A momentary flame of anger within Anthony quickly sank to cold consternation. Eliza had told her parents and they had dismissed the idea and him. It was evident they had forbidden her to see him. He walked indecisively down the steps, still carrying his hat, and stopped mechanically on the driveway. He gazed blindly over a brilliant, scarlet bed of geraniums, over the extended lawn, the rolling hills of Ellerton. Then his courage returned, stiffened by the obstacles which apparently confronted him: he would show them that he was not to be lightly dismissed; no power on earth should separate him from Eliza.

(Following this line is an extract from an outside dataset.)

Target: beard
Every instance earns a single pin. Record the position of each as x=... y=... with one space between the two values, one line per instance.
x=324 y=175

The servant had only obeyed Mrs. Dreen's direction; Eliza, he was certain, had no choice in the matter of his reception. Then, unexpectedly, he remembered his father's words, the latter's contemptuous reference to all appeals to women. He must go to Mr. Dreen, and straightforwardly state his position, tell him... what? Why, that he, Anthony Ball, loved Eliza, desired her, had come to take her away... where? In all the world he had no place prepared for her. He drove his hand into his pocket, and discovered a quarter of a dollar and some odd pennies—all that he possessed. Suddenly he laughed, a short, sorry merriment that stopped in a dry gasp. He turned and ran, stumbling over the grass, through the hot dust, toward Ellerton. Two years, he thought, California; California and two years.
XXII
ANTHONY sat late into the night composing an explanatory and farewell letter to Eliza:
“Your family would laugh at me,” he wrote; “I couldn't show them a dollar. And although my father has done a great deal for me he wouldn't do this. I couldn't expect him to. Mother might help, she is like you, but I could not very well live between two women, could I? The only hope is California for a couple of years. You know how much I want to stay with you, how hard this is to write, when our engagement, everything, is so new and wonderful. But it would only be harder later. If I had seen you this afternoon I would never have left you. I am going to-morrow night. This will come to you in the morning, and I will be home if you send me a message. I would like to see you again before I go away in order to come back to you forever. I would like to hear you say again that you love me. Sometimes I think it never really happened. If I don't see you again before I leave, remember I shall never change, I shall love you always and not forget the least thing you said. I wish now I had studied so that I could write better. Remember that I belong to you, when you want me I will come to you if it's around the world, I would come to you if I were dead I think. Good-bye, dear, dear Eliza, until tomorrow anyhow, and that's a long while to be without seeing you or hearing your voice.”